Economist’in Finans ve Ekonomi sayfalarındaki yazı şu tespitle başlıyor:
“Türkiye’de muhalefet partilerinin ne kadar zayıf olduklarının bir ölçüsü de, bu partilerin bir ekonomik krizi, muhafazakar Adalet ve Kalkınma Partisi hükümetini iktidardan uzaklaştırmak için tek umut olarak görmeleri.”
FELAKET KAPIDA
Dergi Amerikan Merkez Bankası’nın (FED) 2013 yazında yakında para politikasını sıkılaştırma sinyali verdiğini, yatırımcıların gelişmekte olan piyasalardan çıktığını belirtiyor. 2013’te cari açığının Gayri Safi Yurt İçi Hasıla’ya oranı yüzde 7,9 olan Türkiye’nin de, yabancı sermayeye fazlasıyla bağlı olduğunu ve bir felaketin kapıda göründüğünü de ekliyor.
Economist o dönem Türk Lirası’nın değer kaybettiğini, enflasyonun arttığını, Suriye ve Irak’taki şiddet olayları yüzünden Türkiye’nin Irak’la ticaretinin yüzde 40 azaldığını, Kürtlerle barış sürecinin çökmek üzere olduğunu, AKP’nin son 12 yıldaki ayırıcı özelliği olan ekonomik istikrarın risk altında göründüğünü hatırlatmış okurlarına.
BÜYÜME TAHMİNLERİ
Dergideki yazı şöyle devam ediyor:
“Daha sonra petrol fiyatları birdenbire düştü. Bu hemen cari açık ve enflasyon üzerindeki baskıyı azalttı. Zira Türkiye’nin çok büyük miktardaki enerji ithali, her yıl Gayri Safi Yurt İçi Hasıla’nın yüzde 6’sına tekabül ediyor. Büyük oranda akaryakıt masraflarının da azalması sonucu bu yıl cari açığın Gayri Safi Yurt İçi Hasıla’ya oranının yaklaşık yüzde 5’e düşmesi bekleniyor. Aynı nedenle enflasyon da yüzde 6,8’e düşecek. Bankacıların çoğu ekonominin bu yıl yaklaşık yüzde 3,5 büyüyeceğini söylüyor.

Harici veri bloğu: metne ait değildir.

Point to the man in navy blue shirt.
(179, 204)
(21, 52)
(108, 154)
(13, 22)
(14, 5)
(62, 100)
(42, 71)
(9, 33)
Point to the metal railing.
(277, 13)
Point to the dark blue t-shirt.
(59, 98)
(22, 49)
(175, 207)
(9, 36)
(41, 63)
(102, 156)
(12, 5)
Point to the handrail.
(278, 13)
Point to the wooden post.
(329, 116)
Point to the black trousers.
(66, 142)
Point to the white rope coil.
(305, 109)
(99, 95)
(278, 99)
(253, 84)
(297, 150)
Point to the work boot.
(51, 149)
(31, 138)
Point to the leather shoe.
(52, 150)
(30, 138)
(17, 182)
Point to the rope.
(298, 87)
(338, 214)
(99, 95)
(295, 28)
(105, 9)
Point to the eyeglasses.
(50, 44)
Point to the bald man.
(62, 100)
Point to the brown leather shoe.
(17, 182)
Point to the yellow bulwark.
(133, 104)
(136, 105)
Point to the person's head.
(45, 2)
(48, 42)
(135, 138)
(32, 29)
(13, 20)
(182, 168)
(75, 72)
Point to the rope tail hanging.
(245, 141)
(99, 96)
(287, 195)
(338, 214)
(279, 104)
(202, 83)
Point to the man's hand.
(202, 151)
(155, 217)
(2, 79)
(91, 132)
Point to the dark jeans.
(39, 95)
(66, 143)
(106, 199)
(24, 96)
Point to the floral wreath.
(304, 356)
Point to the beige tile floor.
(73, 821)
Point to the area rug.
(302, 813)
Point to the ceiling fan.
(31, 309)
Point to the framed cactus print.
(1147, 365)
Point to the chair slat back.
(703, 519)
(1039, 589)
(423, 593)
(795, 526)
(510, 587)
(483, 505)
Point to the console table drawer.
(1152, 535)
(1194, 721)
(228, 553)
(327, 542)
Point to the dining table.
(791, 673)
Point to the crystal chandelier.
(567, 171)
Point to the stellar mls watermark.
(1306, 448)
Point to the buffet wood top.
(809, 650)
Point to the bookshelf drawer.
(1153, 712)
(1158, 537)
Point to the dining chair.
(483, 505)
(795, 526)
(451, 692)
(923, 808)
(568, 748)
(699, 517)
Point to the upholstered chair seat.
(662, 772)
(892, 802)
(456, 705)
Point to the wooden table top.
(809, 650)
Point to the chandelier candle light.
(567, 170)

Hükümet ise yüzde 4’ten fazla bir büyümeden söz ediyor.”
‘YAPISAL REFORMLAR HIZLANACAK MI?’
Economist’e konuşan İş Bankası’ndan Serhat Gürleyen, IMF’ye benzer şekilde, “Türkiye bu fırsatı değerlendirerek yapısal reformları hızlandıracak mı, yoksa seçimler öncesi büyümeyi teşvik etme yoluna mı gidecek?” diye sormuş.
Dergi bu noktada IMF’nin Türkiye’den emek piyasasını liberalleştirmesini istediğini, kadınların bu piyasadaki oranının sadece yüzde 30 olduğunu belirtiyor. Economist’e göre Türkiye ekonomisi ile ilgili kaygı yaratan konulardan biri de eğitim. “Türk öğrencilerin sadece yüzde 1’i ileri seviyede bilgisayar kullanma becerisine sahip. Polonya’da bu oran yüzde 33″ demiş Economist.
ERDOĞAN İŞ DÜNYASINA KORKU SAÇIYOR
Yazıda şu satırlar da yer alıyor:
“Cumhurbaşkanı Erdoğan’ın, eski müttefiki olan popüler din adamı Fethullah Gülen’i yok etme kampanyası, iş dünyasına korku saçıyor. Bay Gülen’le bağlantılı küçük bir İslami finans kuruluşu olan Bank Asya çapraz ateşte kaldı. Hükümetle bağlantılı iş çevreleri bankadaki mevduatlarını çekti, bankanın Borsa İstanbul’daki tahtası üç kez kapatıldı. Bay Erdoğan bankanın ‘zaten battığını’ söyleyecek kadar ileri gitti. CHP’nin Ekonomiden Sorumlu Genel Başkan Yardımcısı Selin Sayek Böke, ‘Ekonomi için en büyük tehdit, hukukun üstünlüğünün zedelenmesidir’ diyor.”
REFORMLAR 2015 SEÇİMLERİNDEN SONRA
Economist Cumhurbaşkanı Erdoğan’ın, yükselen hayat standartlarının AKP’nin iktidarda kalmasına yardımcı olduğunu herkesten iyi anladığını, değişim gerektiği konusunda ikna edilebileceğini vurguluyor.
Dergideki yazı, Goldman Sachs’tan Ahmet Akarlı’nın şu sözleriyle noktalanıyor:
“Muhtemelen ilk etapta maliyeti daha düşük olan bazı reformlar yapılacak ancak daha tartışmalı reformlar 2015 genel seçimlerinin ardından uygulanacak.”